Estas notas fueron tomadas por la actriz Myriam Acevedo durante una conversación con su esposo, el pintor Jorge Carruana Bances (1940-1997), en algún momento de los años setenta. Ambos se habían exiliado en 1968 en Europa y, después de pasar un tiempo breve por la Barcelona de Franco –tan impactada en aquel entonces por el sonido yé-yé– se habían establecido en Roma, Italia. Toda la reflexión o speech de Carruana en estas notas gira alrededor de su fabulosa serie Palmas; serie que en esos momentos se encontraba realizando y sintetiza desde el pop –aunque para mí más desde lo lúdico y, si se quiere, desde lo socarrón– todo el mundo que se abre entre los cuerpos y los objetos, entre la genitalia y el goce y el color y el delirio.
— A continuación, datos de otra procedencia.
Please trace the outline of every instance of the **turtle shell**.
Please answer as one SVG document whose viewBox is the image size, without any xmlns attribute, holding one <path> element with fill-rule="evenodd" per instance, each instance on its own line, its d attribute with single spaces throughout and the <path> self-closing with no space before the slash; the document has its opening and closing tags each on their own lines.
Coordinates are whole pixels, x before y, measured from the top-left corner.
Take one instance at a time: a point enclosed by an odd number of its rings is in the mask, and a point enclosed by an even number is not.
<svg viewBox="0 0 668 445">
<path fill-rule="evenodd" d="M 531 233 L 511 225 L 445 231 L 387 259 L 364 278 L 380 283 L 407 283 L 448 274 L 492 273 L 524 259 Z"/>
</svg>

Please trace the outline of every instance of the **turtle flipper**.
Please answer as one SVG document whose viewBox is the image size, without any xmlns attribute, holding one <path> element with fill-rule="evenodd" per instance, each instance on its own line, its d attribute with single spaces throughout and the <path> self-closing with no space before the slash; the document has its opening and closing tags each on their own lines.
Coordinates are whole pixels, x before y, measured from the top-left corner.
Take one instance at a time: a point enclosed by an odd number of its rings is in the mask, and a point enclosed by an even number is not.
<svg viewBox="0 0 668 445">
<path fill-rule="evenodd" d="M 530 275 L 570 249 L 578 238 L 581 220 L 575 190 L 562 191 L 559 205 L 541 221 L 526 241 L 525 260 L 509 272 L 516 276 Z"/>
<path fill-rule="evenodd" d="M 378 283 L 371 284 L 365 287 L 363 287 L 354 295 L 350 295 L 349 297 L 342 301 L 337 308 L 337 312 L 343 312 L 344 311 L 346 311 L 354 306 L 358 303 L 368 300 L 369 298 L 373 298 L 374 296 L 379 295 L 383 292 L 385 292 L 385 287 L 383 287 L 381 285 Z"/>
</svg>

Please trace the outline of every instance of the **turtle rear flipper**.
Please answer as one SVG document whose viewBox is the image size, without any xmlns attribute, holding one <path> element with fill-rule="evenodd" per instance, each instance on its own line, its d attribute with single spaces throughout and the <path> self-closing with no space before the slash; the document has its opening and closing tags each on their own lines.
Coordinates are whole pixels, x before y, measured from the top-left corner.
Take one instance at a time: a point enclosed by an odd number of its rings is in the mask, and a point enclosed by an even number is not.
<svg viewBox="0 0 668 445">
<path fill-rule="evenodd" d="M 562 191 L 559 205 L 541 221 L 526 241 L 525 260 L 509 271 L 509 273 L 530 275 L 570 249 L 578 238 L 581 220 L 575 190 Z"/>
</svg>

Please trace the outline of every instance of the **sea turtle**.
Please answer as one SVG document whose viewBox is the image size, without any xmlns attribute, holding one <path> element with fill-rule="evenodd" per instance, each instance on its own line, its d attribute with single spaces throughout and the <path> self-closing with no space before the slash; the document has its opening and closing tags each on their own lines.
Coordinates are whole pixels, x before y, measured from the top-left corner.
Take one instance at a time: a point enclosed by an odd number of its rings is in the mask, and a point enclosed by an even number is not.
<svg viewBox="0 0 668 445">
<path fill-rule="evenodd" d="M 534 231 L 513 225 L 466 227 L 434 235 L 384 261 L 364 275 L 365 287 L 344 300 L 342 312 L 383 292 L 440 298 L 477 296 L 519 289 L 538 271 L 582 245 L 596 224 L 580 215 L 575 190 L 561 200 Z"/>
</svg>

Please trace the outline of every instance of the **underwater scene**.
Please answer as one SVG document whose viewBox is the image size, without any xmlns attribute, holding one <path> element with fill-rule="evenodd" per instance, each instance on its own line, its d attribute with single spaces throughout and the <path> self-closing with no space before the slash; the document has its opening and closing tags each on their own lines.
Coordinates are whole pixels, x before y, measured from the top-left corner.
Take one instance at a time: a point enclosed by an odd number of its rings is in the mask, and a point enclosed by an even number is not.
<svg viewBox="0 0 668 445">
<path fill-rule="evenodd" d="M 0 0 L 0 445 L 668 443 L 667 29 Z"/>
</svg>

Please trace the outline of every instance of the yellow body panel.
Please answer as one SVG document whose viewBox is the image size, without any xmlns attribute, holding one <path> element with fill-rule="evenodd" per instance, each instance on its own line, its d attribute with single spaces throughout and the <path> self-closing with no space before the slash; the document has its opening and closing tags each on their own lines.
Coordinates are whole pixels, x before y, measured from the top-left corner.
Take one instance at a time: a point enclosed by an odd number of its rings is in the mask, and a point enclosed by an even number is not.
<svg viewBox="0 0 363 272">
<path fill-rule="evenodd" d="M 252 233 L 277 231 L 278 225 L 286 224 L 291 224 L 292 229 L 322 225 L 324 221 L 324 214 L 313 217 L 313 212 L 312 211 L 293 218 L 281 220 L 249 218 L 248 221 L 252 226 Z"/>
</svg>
Sirvan estos apuntes de Carruana más que como poética, como puerta de acceso a uno de los grandes pintores cubanos de los últimos cincuenta años.

Carlos A. Aguilera


La pintura de Jorge es un mundo que se sitúa en el trópico, en Cuba, utiliza siempre elementos recurrentes, como la palma, el agua, la playa, la vaca, puertas y ventanas, la organización de los elementos en el espacio, el surrealismo fantástico, el cómic.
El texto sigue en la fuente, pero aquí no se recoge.